Overview¶
There are two main ways to use gdxpds. The first use case is the one
that was initially supported: direct conversion between GDX files on
disk and pandas DataFrames or a csv version thereof. Starting with the
Version 1.0.0 rewrite, there is now a second style of use which involves
interfacing with GDX files and symbols via the gdxpds.gdx.GdxFile
and gdxpds.gdx.GdxSymbol
classes.
Direct Conversion | Backend Classes
Direct Conversion¶
The two primary points of reference for the direct conversion utilities
are GDX files on disk and python dicts of {symbol_name:
pandas.DataFrame}, where each pandas.DataFrame contains data for a
single set, parameter, equation, or variable. For sets and parameters,
the last column of the DataFrame is assumed to contain the value of the
element, which for sets should be True
, and for parameters should be
a float
(or one of the gdxpds.special.NUMPY_SPECIAL_VALUES
).
Equations and variables have additional ‘value’ columns, in particular a
level, a marginal value, a lower bound, an upper bound, and a scale, as
enumerated in gdxpds.gdx.GamsValueType
. These values are all assumed
to be found in the last five columns of the DataFrame, also see
gdxpds.gdx.GAMS_VALUE_COLS_MAP
.
The basic interface to convert from GDX to DataFrames is gdxpds.to_dataframes()
:
import gdxpds
gdx_file = 'C:\path_to_my_gdx\data.gdx'
dataframes = gdxpds.to_dataframes(gdx_file)

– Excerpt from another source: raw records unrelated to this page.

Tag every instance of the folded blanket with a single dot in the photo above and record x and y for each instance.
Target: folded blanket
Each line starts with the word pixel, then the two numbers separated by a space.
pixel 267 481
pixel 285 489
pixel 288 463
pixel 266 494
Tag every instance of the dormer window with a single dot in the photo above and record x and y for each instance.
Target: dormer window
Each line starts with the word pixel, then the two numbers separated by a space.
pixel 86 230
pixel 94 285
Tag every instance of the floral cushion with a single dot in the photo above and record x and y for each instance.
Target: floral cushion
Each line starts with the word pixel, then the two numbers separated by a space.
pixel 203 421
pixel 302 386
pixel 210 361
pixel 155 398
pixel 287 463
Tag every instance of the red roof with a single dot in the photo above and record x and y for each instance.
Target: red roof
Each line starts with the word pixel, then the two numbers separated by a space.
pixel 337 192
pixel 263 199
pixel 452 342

for symbol_name, df in dataframes.items():
print(f"Doing work with {symbol_name}\n{df}.")
And vice-versa we have gdxpds.to_gdx()
:
import gdxpds
# assume we have a DataFrame df with last column 'value'
data_ready_for_GAMS = { 'symbol_name': df }
gdx_file = 'C:\path_to_my_output_gdx\data_to_send_to_gams.gdx'
gdx = gdxpds.to_gdx(data_ready_for_GAMS, gdx_file)
Note that providing a gdx_file path is optional. In either case the in-memory gdx file is
returned as an object of type gdxpds.gdx.GdxFile
.
Additional functions include:
gdxpds.to_dataframe()
(If the call to this method includes old_interface=False, then the return value will be a plain DataFrame, not a {‘symbol_name’: df} dict.)

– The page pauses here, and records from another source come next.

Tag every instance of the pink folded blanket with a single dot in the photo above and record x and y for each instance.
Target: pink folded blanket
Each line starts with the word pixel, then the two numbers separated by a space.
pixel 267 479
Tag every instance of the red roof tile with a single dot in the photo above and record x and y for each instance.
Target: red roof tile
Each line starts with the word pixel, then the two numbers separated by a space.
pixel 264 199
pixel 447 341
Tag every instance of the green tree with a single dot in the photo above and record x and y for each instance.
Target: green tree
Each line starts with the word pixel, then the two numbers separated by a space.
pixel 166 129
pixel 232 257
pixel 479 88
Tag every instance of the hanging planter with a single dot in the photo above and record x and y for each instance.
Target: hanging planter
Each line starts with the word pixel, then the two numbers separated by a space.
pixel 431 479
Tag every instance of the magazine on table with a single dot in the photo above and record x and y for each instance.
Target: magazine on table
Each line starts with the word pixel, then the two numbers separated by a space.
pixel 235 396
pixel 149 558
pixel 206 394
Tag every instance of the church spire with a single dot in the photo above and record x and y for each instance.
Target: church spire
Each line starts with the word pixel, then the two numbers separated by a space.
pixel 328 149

The package also includes command line utilities for converting between GDX and CSV, see
python C:\your_python_path\Scripts\gdx_to_csv.py --help
python C:\your_python_path\Scripts\csv_to_gdx.py --help
Backend Classes¶
The basic functionalities described above can also be achieved with
direct use of the backend classes available in gdxpds.gdx
. To
duplicate the GDX read functionality shown above one would write:
import gdxpds
gdx_file = 'C:\path_to_my_gdx\data.gdx'
with gdxpds.gdx.GdxFile(lazy_load=False) as f:
f.read(gdx_file)
for symbol in f:
symbol_name = symbol.name
df = symbol.dataframe
print(f"Doing work with {symbol_name}:\n{df}")

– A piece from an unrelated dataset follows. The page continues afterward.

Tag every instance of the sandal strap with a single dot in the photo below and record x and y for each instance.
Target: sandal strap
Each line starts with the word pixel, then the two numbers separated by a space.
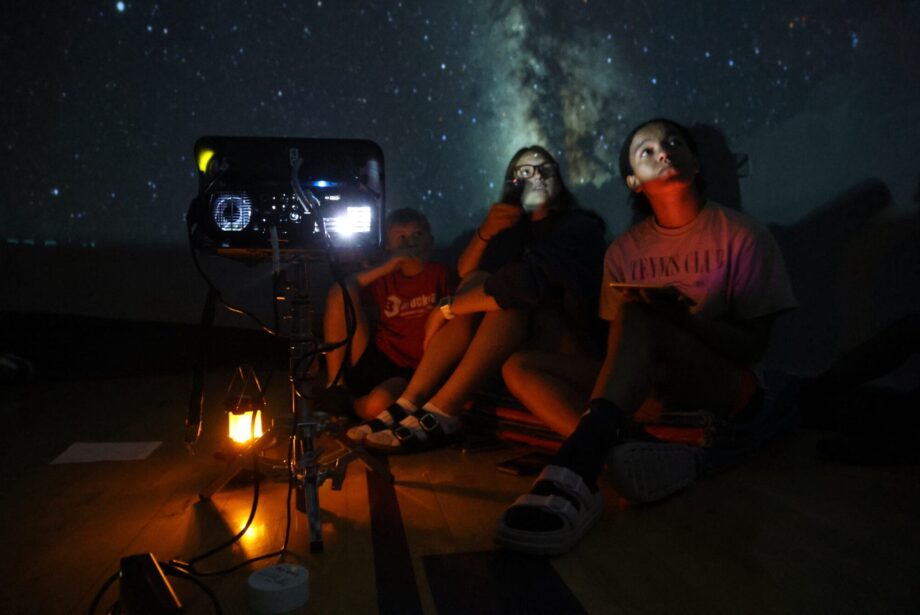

This interface also provides more precise control over what data is loaded at any particular time:
import gdxpds
gdx_file = 'C:\path_to_my_gdx\data.gdx'
with gdxpds.gdx.GdxFile() as f: # lazy_load defaults to True
f.read(gdx_file)
f['param_1'].load()
df_1 = f['param_1'].dataframe
f['param_1'].unload()
f['param_12'].load()
df_12 = f['param_12'].dataframe
f['param_12'].unload()
And enables more transparent creation of new GDX files:
from itertools import product
from gdxpds.gdx import GdxFile, GdxSymbol, GamsDataType, append_set, append_paramter
import pandas as pd
out_file = 'my_new_gdx_data.gdx'
with GdxFile() as gdx:
# Create a new set with one dimension
gdx.append(GdxSymbol('my_set',GamsDataType.Set,dims=['u']))
data = pd.DataFrame([['u' + str(i)] for i in range(1,11)])
data['Value'] = True
gdx[-1].dataframe = data
# Create a new parameter with one dimension
gdx.append(GdxSymbol('my_parameter',GamsDataType.Parameter,dims=['u']))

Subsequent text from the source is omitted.